Aí por 1924, numa tarde luminosa e enternecidamente poética de Setembro, uma destas tardes em que o céu entorna sobre a terra, prodigiosamente, as suas ultimas migalhas de oiro, eu tive ensejo de conhecer essa gentilissima figura de mulher que foi Maria Eugenia Haas da Costa Ramos.

Foi-me apresentada por meu pai, na sua casa da rua Nova do Loureiro. Tenho presentes na memoria, como se essa visão fosse de ontem apenas, a graça da sua figura, a dôce melancolia dos seus olhos enormes e profundos e, sobretudo e acima de tudo, um ar supremo de desprendimento e modestia que eram o maior penhor de conquista para quantos a abordassem.

Quando ela saíu, meu pai teceu-lhe os maiores elogios em palavras que conservo na memória: «A Mimi Haas é um talento. As suas crónicas publicadas no Correio da Manhã sob a epígrafe de «Pedras Falsas», são verdadeiras joias do maior apreço... E tão grande o seu valor como a sua modestia!»

Dobou o tempo, passaram-se os anos neste torvelinho insano que nos arrasta insidiosamente e com tal perversidade que nos faz parecer, por vezes, eterno o espaço de uma hora, para se assemelhar á fulguração de um instante quando olhamos para traz a interrogarmos, surpresos, sôbre a rapidez da Vida...

Da ultima vez que estive em Lisboa, aí por 1931, eu soube que desaparecêra prematuramente do número dos vivos o vulto inconfundivel de Diana de Liz, que ficará sendo, indiscutivelmente, como um dos maiores valores literários femininos da nossa terra.

Casualmente, e na propria rua Apeles Espanca, onde os lindos olhos de Maria Eugenia se apagaram de vez, renunciando ás visões d'este mundo, eu tive conhecimento da triste notícia.

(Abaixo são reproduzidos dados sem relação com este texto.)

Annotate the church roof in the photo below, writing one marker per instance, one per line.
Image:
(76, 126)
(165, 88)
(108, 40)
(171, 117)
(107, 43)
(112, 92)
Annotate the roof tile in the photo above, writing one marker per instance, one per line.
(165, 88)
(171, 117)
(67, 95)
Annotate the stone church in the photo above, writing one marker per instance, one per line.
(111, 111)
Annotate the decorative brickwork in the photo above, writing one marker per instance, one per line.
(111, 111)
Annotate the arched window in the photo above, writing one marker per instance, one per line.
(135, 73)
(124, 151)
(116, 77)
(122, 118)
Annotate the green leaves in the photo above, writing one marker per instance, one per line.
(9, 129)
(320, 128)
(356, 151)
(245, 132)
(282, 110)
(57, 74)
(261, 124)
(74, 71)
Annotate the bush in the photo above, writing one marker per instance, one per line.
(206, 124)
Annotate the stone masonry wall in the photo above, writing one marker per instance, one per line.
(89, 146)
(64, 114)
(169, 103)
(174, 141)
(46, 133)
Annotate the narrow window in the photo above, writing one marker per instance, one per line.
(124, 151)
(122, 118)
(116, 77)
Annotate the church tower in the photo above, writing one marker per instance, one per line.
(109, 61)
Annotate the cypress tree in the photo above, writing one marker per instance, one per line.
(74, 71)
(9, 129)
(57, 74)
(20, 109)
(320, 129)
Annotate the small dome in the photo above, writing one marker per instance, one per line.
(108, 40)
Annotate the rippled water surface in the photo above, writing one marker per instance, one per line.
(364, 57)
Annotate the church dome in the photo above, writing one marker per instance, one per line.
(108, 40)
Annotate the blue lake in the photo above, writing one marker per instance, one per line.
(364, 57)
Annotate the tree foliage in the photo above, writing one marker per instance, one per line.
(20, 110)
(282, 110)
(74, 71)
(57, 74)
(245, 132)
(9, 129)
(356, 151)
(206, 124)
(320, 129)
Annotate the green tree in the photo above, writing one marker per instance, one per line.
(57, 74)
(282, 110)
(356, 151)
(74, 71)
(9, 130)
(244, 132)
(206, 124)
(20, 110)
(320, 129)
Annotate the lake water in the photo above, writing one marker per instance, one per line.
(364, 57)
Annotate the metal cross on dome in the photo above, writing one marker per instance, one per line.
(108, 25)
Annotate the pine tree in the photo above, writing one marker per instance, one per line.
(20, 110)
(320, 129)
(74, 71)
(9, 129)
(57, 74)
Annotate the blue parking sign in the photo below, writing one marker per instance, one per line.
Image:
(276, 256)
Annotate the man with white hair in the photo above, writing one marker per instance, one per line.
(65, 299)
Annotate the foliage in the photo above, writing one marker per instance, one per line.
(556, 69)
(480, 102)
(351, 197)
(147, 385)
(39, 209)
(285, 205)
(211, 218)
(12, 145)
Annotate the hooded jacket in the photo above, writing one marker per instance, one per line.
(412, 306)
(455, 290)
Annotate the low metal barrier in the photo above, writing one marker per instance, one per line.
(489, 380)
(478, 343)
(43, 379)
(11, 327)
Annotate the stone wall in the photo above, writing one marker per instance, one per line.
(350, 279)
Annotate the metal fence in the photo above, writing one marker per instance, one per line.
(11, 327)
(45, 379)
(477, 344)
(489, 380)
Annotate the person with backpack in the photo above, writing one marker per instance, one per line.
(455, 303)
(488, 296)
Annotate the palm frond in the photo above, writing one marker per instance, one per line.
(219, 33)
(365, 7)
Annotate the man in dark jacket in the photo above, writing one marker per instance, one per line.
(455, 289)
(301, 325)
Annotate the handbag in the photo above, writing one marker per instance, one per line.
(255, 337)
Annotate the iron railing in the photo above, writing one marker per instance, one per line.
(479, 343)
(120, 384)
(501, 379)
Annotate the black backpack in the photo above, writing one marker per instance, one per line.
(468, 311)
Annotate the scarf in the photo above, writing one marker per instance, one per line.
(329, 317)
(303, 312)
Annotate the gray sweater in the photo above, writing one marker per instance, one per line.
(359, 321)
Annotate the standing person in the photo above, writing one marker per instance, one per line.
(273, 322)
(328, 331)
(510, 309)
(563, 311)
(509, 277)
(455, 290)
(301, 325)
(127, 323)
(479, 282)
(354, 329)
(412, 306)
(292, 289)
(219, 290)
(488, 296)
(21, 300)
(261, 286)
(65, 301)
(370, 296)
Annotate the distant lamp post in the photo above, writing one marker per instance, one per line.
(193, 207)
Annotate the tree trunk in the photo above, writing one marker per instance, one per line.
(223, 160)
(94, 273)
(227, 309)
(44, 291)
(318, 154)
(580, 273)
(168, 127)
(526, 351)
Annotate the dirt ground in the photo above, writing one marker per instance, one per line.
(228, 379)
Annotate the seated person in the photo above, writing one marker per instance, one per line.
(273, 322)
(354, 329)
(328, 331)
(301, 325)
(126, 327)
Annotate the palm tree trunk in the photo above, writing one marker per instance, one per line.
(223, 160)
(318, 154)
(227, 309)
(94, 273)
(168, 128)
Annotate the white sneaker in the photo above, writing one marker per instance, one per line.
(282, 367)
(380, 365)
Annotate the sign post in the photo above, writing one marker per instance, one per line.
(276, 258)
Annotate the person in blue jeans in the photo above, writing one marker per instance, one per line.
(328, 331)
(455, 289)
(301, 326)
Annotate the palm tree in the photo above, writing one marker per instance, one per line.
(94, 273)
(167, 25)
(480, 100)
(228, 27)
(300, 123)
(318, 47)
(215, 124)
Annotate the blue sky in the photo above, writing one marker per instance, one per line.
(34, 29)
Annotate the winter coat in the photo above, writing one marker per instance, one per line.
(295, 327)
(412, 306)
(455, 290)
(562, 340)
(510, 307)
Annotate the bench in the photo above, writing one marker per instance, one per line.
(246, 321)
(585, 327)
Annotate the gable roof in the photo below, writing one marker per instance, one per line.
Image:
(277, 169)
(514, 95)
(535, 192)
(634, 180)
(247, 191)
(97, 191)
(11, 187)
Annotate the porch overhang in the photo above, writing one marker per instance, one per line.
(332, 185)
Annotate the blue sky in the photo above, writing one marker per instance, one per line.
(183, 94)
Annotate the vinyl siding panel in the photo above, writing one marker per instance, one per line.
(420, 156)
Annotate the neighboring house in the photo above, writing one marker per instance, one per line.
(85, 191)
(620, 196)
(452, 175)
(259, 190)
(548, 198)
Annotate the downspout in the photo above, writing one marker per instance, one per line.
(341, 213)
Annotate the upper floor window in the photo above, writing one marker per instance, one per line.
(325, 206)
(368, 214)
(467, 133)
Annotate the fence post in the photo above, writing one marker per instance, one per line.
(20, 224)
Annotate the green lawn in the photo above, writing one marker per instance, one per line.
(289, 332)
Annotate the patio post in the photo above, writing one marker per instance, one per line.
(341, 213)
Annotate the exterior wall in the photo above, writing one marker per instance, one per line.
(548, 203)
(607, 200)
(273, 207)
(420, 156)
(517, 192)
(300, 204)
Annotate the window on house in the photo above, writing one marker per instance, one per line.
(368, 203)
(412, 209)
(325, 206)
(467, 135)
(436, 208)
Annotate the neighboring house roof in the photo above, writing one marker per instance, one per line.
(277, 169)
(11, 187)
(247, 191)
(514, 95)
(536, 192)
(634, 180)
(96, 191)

E' estranho aquele acontecimento, participado em meia duzia de palavras, ficou ecoando nos meus ouvidos como o estrondo de uma derrocada...

Volvido um ano ou pouco mais, surge á luz da publicidade, na ingrata feira da literatura, o volume das Pedras Falsas, de Diana de Liz.

Nunca poderei esquecer a persistencia com que os meus olhos leram e releram e teimosamente se fixaram sôbre as cinco folhas do seu Prefacio, que são o melhor acompanhamento, a mais delicada e sentida sinfonia de abertura que poderia dar-se á obra verdadeiramente magistral e de tão grande significado literário.

Ferreira de Castro, erguendo bem alto o calix da sua amargura, fê-lo num gesto inesquecivel que foi a melhor homenagem do coração amante e saudoso de um homem.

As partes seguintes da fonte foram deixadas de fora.